Jan nam nu toch een slokje sekt, knikte en besloot dat hij het best in de aanval kon gaan. ‘Je kunt wel zien dat je je erg voor de psychiatrie interesseert. Je hebt gelijk. Een vorm van hulp zoals we die nu zullen realiseren zou me destijds hebben geholpen, en dat is zeker ook een van de redenen waarom ik me daarvoor inzet. Als je het zo wilt zien, ik put uit mijn eigen ervaringen en geef daarmee zin aan de gebeurtenissen van toen.’
‘Dat was me al meteen duidelijk toen ik dat boek las.’ Bettina schonk hem een blik die hij nauwelijks kon weerstaan. ‘En dat bedoelde ik ook toen ik u vandaag zei dat u een bijzonder mens bent. U haalt steeds het beste uit de situatie en laat zich er niet onder krijgen. Dat is uw kracht.’
Jan wist niet wat hij daarop moest zeggen. Enerzijds voelde hij zich vereerd door haar bewondering, anderzijds bracht ze hem in verlegenheid. Ten overvloede merkte hij dat hij bloosde en dat irriteerde hem. Deze jonge vrouw, die eigenlijk nog een meisje was en die aan het eind van de avond in haar roestige Opel Corsa met ‘Deine Lakaien’-sticker op de achterruit zou stappen, was er zowaar in geslaagd hem eruit te laten zien als een verlegen schooljongen.

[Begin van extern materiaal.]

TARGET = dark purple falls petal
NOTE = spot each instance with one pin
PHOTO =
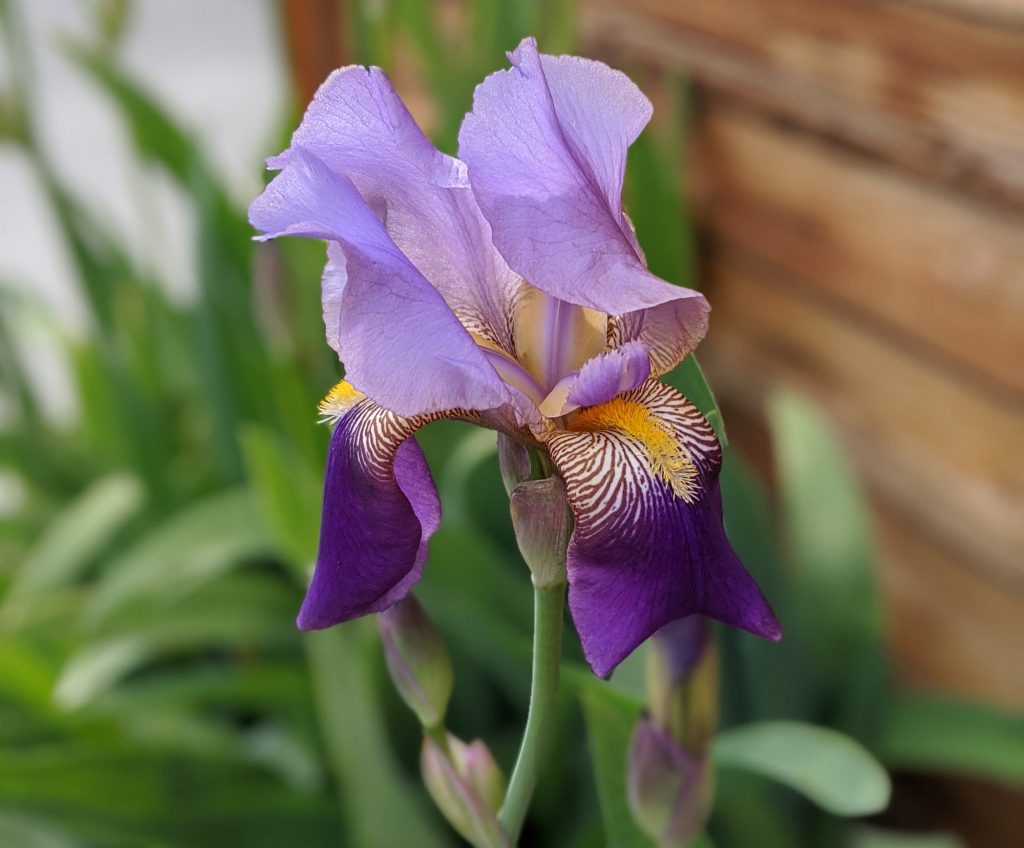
(380, 507)
(641, 555)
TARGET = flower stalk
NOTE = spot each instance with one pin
(548, 604)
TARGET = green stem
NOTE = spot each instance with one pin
(548, 603)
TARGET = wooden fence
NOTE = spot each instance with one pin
(858, 175)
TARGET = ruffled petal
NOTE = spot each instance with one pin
(399, 341)
(358, 126)
(649, 546)
(380, 507)
(600, 379)
(546, 145)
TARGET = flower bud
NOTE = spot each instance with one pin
(670, 791)
(417, 660)
(514, 462)
(682, 682)
(468, 788)
(543, 524)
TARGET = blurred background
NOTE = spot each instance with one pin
(845, 180)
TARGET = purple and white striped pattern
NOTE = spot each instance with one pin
(642, 556)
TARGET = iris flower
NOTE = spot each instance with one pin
(506, 288)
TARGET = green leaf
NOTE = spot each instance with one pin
(829, 545)
(187, 550)
(688, 379)
(762, 679)
(956, 736)
(830, 769)
(610, 719)
(27, 832)
(72, 542)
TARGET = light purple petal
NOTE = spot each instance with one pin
(400, 343)
(358, 127)
(600, 379)
(546, 145)
(643, 554)
(380, 507)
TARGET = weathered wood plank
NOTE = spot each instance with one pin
(945, 455)
(944, 272)
(974, 628)
(939, 94)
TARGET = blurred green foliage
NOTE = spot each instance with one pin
(154, 690)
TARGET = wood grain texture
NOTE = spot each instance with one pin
(938, 93)
(932, 268)
(941, 453)
(974, 628)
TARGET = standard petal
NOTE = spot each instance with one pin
(649, 546)
(358, 127)
(380, 507)
(399, 341)
(546, 145)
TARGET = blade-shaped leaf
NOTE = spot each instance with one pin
(939, 733)
(830, 769)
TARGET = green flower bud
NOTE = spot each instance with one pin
(468, 788)
(670, 791)
(417, 660)
(682, 682)
(543, 524)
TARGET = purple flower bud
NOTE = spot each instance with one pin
(468, 788)
(543, 524)
(682, 682)
(417, 660)
(670, 791)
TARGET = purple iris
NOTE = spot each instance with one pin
(507, 288)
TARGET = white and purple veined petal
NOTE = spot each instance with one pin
(389, 315)
(649, 546)
(546, 145)
(380, 508)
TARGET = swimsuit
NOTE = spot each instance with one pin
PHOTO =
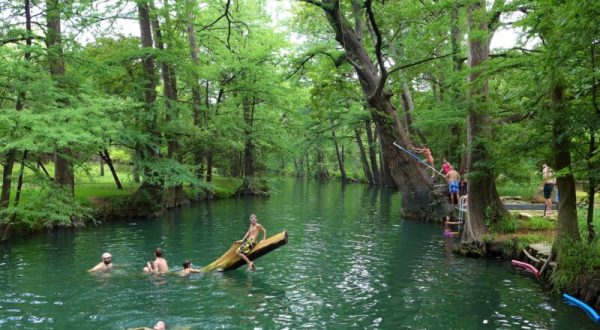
(548, 187)
(247, 246)
(453, 186)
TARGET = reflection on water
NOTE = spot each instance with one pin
(351, 262)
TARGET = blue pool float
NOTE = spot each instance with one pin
(570, 300)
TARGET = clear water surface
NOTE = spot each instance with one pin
(351, 262)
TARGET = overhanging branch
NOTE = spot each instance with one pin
(405, 66)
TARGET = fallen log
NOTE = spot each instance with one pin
(230, 260)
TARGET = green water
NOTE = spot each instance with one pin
(351, 262)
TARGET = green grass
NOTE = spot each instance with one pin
(537, 223)
(89, 184)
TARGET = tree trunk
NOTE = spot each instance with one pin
(152, 184)
(371, 143)
(195, 84)
(484, 203)
(457, 65)
(322, 172)
(386, 174)
(363, 157)
(339, 156)
(11, 155)
(419, 198)
(63, 169)
(567, 208)
(6, 178)
(209, 165)
(6, 228)
(178, 196)
(591, 188)
(105, 156)
(101, 161)
(248, 108)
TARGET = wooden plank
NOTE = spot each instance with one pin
(230, 260)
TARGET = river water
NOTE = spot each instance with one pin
(351, 262)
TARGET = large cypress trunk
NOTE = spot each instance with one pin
(196, 95)
(363, 157)
(248, 109)
(152, 188)
(484, 202)
(9, 163)
(339, 156)
(567, 211)
(63, 169)
(177, 195)
(372, 153)
(419, 198)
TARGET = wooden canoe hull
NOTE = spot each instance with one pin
(230, 260)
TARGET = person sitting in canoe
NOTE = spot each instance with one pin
(249, 240)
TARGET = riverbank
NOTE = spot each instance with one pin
(530, 238)
(96, 198)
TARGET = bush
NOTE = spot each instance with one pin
(575, 258)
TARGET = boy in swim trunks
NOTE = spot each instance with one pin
(453, 178)
(249, 240)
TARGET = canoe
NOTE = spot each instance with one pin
(528, 267)
(570, 300)
(230, 260)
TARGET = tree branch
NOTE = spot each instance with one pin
(378, 42)
(405, 66)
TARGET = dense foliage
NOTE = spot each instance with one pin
(232, 89)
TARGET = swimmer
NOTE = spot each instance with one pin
(159, 265)
(249, 240)
(105, 265)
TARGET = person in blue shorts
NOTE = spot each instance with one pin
(453, 178)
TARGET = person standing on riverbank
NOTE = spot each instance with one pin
(453, 178)
(249, 240)
(446, 167)
(548, 182)
(104, 265)
(159, 265)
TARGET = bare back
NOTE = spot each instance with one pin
(254, 230)
(160, 265)
(453, 175)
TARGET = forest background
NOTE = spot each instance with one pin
(215, 97)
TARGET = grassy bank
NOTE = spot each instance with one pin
(95, 197)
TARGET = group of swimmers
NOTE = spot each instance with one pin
(160, 266)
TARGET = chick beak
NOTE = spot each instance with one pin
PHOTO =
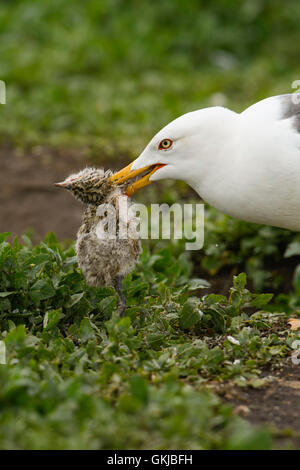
(127, 174)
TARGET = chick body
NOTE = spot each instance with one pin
(104, 261)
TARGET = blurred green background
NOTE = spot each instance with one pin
(109, 73)
(101, 77)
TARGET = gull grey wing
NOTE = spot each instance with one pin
(277, 108)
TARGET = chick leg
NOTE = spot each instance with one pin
(122, 300)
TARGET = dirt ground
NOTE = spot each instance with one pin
(276, 405)
(30, 201)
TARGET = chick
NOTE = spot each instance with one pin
(104, 261)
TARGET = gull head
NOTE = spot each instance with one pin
(186, 149)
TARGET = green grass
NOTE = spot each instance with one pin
(106, 75)
(109, 74)
(78, 376)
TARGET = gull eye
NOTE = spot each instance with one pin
(165, 144)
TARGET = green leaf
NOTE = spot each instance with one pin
(190, 314)
(261, 300)
(4, 236)
(41, 290)
(52, 318)
(293, 249)
(86, 330)
(6, 294)
(138, 388)
(240, 281)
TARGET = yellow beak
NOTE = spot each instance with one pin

Terwijl hij nog naar een geschikt antwoord zocht, schonk ze hem een brede glimlach en wees op zijn bord. ‘Nu zal ik u niet langer ophouden. U bent nog niet eens aan eten toegekomen.’
Ze proostte hem toe met haar glaasje sekt, zei ‘tot morgen’ en verdween in het gewoel van de avond.